All the work on white dwarfs conducted at Leicester depends on having access to state-of-the-art stellar atmosphere models. We have continued our longstanding collaboration with Dr Ivan Hubeny of Goddard Space Flight Center and his colleague Dr Thierry Lanz.

The work centres on the use of the TLUSTY programme written by Hubeny and developed by Lanz, with assistance from Martin Barstow at Leicester. TLUSTY is able to calculate the line blanketed atmospheric models which are essential for analysis of the spectroscopic data we have obtained, particularly for those objects containing significant quantities of heavy elements. TLUSTY is coupled with the programme SYNSPEC, which calculates the synthetic spectra from the models, needed for direct comparison with the observations. Recent progress has concentrated on improving the detail in the model calculations. For example, early models only included the 30,000 or so Fe lines observed experimentally. However, this level of blanketing was insufficient to account for the observed levels of opacity in the EUV spectra of the hottest white dwarfs. Extending the models to deal with nearly 10 million theoretically predicted transitions allowed self-consistent interpretation of the EUV, UV and optical data for the first time ( Lanz et al., ApJ 473 , pp 1089-1093, 1996 ).

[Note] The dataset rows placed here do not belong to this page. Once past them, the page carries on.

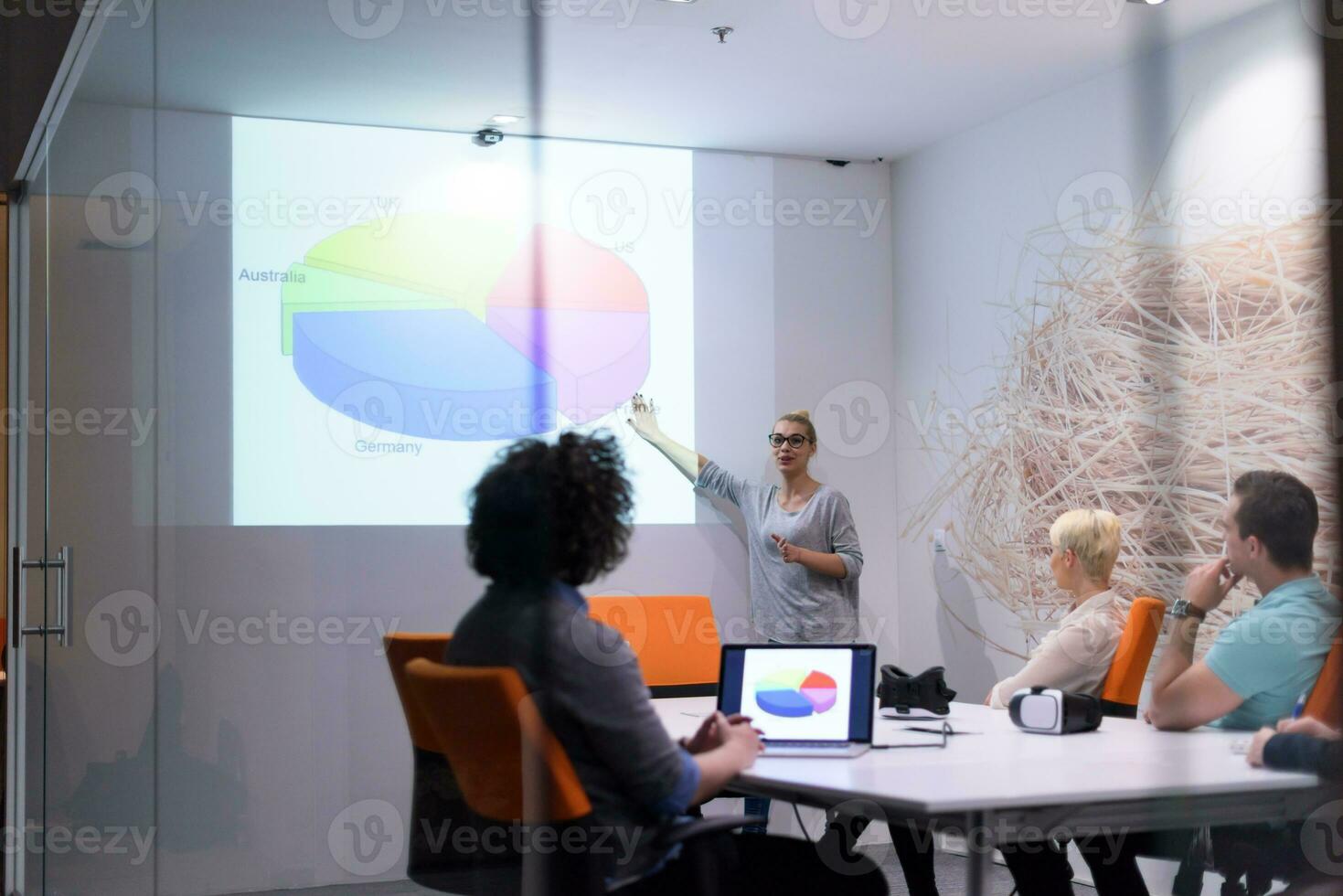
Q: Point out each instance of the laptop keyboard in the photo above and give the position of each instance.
(809, 744)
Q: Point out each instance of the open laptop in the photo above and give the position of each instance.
(809, 699)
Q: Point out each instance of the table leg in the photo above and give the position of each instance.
(979, 852)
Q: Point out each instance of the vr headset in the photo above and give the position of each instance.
(1050, 710)
(900, 692)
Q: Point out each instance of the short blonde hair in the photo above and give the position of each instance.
(1093, 536)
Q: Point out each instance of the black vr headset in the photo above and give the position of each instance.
(901, 692)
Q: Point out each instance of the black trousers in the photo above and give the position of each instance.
(1041, 868)
(759, 864)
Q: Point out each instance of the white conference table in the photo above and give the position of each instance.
(1001, 779)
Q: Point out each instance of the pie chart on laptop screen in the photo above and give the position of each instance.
(794, 693)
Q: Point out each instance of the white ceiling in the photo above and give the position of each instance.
(641, 70)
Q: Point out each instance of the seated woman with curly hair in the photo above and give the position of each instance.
(544, 520)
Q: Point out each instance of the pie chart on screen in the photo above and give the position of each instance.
(794, 693)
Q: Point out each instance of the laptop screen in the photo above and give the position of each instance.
(801, 692)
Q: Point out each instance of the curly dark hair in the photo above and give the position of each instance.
(551, 512)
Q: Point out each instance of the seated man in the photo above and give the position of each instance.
(1084, 546)
(544, 520)
(1262, 661)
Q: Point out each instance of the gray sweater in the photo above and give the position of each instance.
(592, 693)
(790, 602)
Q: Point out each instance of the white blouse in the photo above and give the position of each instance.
(1074, 656)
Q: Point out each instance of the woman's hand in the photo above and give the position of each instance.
(1307, 726)
(644, 418)
(744, 743)
(1256, 752)
(790, 552)
(713, 732)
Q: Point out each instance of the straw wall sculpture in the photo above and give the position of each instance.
(1143, 378)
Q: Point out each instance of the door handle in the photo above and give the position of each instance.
(63, 564)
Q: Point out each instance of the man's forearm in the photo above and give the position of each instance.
(1178, 657)
(829, 564)
(684, 458)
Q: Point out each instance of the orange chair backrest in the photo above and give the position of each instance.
(1327, 693)
(673, 635)
(484, 721)
(400, 649)
(1128, 667)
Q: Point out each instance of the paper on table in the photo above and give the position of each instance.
(918, 715)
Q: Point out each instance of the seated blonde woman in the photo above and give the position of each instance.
(1076, 656)
(1073, 657)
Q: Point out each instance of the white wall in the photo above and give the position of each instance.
(789, 306)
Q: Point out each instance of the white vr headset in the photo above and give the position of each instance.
(1050, 710)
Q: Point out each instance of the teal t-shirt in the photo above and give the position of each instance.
(1272, 653)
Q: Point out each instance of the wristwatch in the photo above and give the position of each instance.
(1182, 609)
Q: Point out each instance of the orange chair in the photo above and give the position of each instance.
(485, 723)
(515, 770)
(1326, 700)
(1128, 667)
(673, 635)
(437, 802)
(400, 649)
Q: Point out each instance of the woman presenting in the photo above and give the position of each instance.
(801, 540)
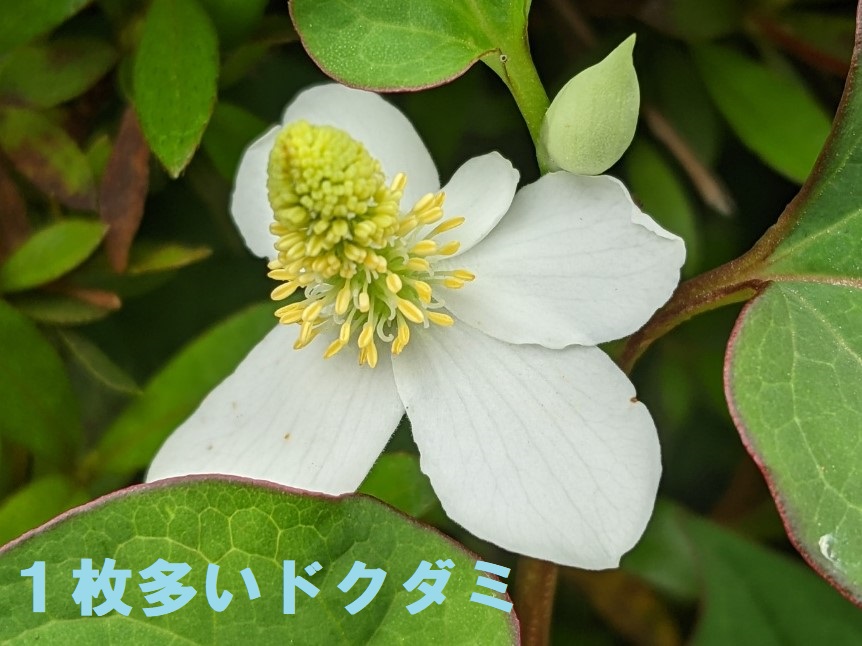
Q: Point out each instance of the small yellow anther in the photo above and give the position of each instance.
(364, 302)
(418, 265)
(310, 314)
(283, 291)
(410, 311)
(366, 336)
(333, 349)
(424, 248)
(345, 331)
(423, 290)
(393, 283)
(463, 274)
(342, 301)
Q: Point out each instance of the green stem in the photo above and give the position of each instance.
(535, 586)
(536, 582)
(514, 65)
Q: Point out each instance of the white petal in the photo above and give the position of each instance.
(381, 127)
(249, 203)
(291, 417)
(572, 262)
(542, 452)
(481, 191)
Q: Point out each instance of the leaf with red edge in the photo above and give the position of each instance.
(238, 524)
(793, 373)
(393, 45)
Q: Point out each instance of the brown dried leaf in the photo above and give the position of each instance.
(47, 156)
(14, 226)
(124, 190)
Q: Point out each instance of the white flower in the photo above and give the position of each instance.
(531, 436)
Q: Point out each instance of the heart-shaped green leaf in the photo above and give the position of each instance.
(393, 45)
(794, 363)
(265, 530)
(755, 596)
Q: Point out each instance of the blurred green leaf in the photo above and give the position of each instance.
(36, 503)
(828, 36)
(98, 364)
(175, 72)
(231, 129)
(397, 479)
(755, 596)
(237, 524)
(50, 253)
(795, 385)
(664, 556)
(48, 157)
(173, 394)
(39, 410)
(592, 120)
(775, 116)
(660, 193)
(151, 257)
(23, 20)
(390, 45)
(234, 20)
(695, 20)
(239, 62)
(48, 74)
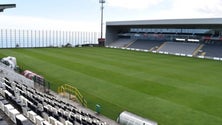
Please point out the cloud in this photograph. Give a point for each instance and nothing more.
(133, 4)
(23, 22)
(191, 9)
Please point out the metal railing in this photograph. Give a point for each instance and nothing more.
(19, 38)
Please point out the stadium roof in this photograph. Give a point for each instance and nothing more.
(6, 6)
(199, 21)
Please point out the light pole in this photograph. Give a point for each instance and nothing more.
(102, 2)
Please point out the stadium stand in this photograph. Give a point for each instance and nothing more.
(145, 44)
(179, 47)
(25, 105)
(212, 50)
(121, 42)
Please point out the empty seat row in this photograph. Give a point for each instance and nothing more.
(40, 107)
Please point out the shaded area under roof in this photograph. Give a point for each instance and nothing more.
(199, 21)
(6, 6)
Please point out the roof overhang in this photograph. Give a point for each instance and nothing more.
(168, 22)
(6, 6)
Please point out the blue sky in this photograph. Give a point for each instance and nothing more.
(84, 15)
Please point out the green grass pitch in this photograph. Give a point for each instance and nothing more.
(168, 89)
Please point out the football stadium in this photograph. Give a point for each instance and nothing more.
(145, 72)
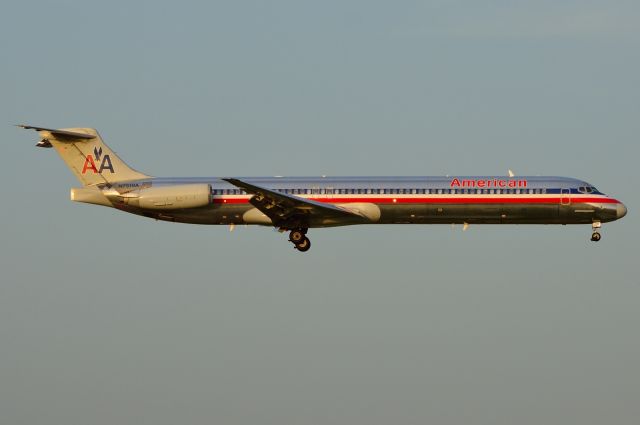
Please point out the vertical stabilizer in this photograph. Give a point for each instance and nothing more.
(88, 157)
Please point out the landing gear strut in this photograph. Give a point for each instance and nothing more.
(595, 236)
(300, 240)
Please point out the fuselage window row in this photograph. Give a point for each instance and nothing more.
(400, 191)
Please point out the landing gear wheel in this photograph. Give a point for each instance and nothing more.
(296, 236)
(304, 245)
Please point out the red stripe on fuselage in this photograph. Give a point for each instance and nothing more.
(443, 200)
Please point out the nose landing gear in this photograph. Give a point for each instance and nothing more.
(299, 240)
(595, 236)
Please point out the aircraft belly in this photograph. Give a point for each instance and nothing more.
(470, 213)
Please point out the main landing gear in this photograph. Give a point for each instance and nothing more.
(299, 240)
(595, 236)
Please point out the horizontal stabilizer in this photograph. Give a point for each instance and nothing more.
(60, 133)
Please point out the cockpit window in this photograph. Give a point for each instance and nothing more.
(587, 189)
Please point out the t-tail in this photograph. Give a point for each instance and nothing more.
(88, 157)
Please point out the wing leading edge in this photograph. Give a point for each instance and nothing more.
(289, 211)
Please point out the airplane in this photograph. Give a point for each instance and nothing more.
(297, 204)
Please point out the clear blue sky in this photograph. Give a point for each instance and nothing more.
(110, 318)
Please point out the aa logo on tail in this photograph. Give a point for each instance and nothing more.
(97, 157)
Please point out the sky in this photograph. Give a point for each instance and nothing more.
(112, 318)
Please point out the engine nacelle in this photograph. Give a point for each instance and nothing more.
(171, 197)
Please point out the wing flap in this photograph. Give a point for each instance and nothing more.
(284, 209)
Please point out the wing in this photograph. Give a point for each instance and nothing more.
(290, 211)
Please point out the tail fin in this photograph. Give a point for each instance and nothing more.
(84, 152)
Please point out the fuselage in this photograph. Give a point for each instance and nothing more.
(296, 204)
(397, 200)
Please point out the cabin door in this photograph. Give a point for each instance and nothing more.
(565, 196)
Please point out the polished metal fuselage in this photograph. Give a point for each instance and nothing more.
(404, 200)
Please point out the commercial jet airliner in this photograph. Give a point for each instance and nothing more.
(296, 204)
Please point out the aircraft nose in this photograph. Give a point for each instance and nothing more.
(621, 210)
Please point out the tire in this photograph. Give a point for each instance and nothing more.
(304, 245)
(296, 236)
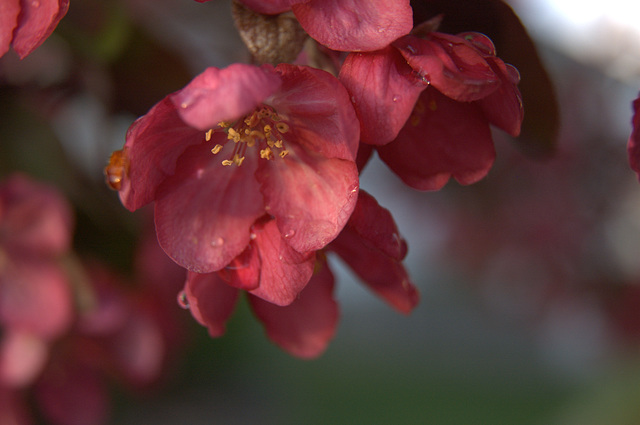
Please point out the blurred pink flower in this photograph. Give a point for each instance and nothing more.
(35, 296)
(236, 145)
(24, 25)
(345, 25)
(427, 103)
(369, 243)
(634, 138)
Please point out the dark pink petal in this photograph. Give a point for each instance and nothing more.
(35, 220)
(244, 271)
(224, 94)
(384, 275)
(451, 64)
(9, 11)
(376, 227)
(318, 111)
(503, 108)
(154, 143)
(383, 91)
(442, 139)
(284, 271)
(355, 25)
(203, 213)
(22, 357)
(269, 7)
(35, 297)
(211, 301)
(37, 20)
(304, 327)
(311, 196)
(73, 394)
(634, 138)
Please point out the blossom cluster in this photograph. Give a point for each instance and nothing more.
(253, 169)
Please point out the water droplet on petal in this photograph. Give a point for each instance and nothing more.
(183, 301)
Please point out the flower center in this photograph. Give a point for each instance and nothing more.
(262, 128)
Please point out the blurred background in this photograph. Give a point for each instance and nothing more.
(529, 280)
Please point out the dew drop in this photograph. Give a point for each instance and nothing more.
(183, 301)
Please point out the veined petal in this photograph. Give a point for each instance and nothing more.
(9, 11)
(310, 196)
(634, 138)
(383, 91)
(319, 112)
(211, 301)
(451, 64)
(224, 94)
(37, 21)
(284, 271)
(204, 211)
(154, 143)
(442, 139)
(270, 7)
(304, 327)
(355, 25)
(376, 227)
(385, 275)
(503, 108)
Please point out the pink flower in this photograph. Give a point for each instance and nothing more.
(427, 104)
(345, 25)
(35, 295)
(369, 243)
(24, 25)
(634, 138)
(237, 145)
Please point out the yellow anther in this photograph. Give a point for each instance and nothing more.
(282, 127)
(266, 153)
(233, 135)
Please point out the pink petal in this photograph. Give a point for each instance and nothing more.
(284, 271)
(38, 19)
(384, 275)
(211, 301)
(269, 7)
(318, 111)
(203, 213)
(443, 138)
(73, 394)
(355, 25)
(634, 138)
(311, 196)
(154, 143)
(383, 92)
(503, 108)
(35, 297)
(9, 11)
(304, 327)
(224, 94)
(376, 227)
(244, 271)
(35, 219)
(451, 64)
(22, 357)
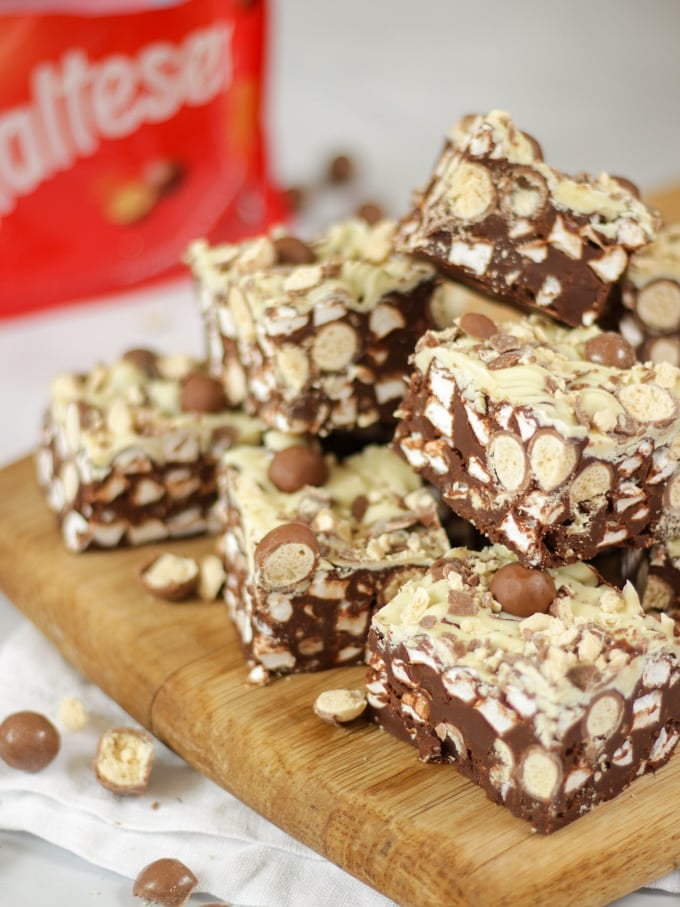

An EUV count spectrum of G191-B2B covering the wavelength range 180 - 600 Angstroms. The data points ( error bars ) are compared with the predictions of a non-LTE model spectrum created using the TLUSTY code, including the effects of interstellar absorption. The discontinuity near 320 Angstroms where the medium-wavelength and long-wavelength EUVE spectrometer ranges overlap, is due to the different effective areas of the instruments, for which the data are not corrected.

The proposition that He might exist in significant quantities in the atmospheres of hot DA stars coupled with a remaining problem in predicting their soft X-ray fluxes, has prompted to extend TLUSTY to deal with inhomogeneous models. While elements such as Fe should be supported in the atmosphere by radiation pressure, He will not and is most likely found in a layered structure with H overlying a predominantly He envelope. In simple H+He models, we have seen that this structure suppresses the soft X-ray flux in the way required to explain the existing observations.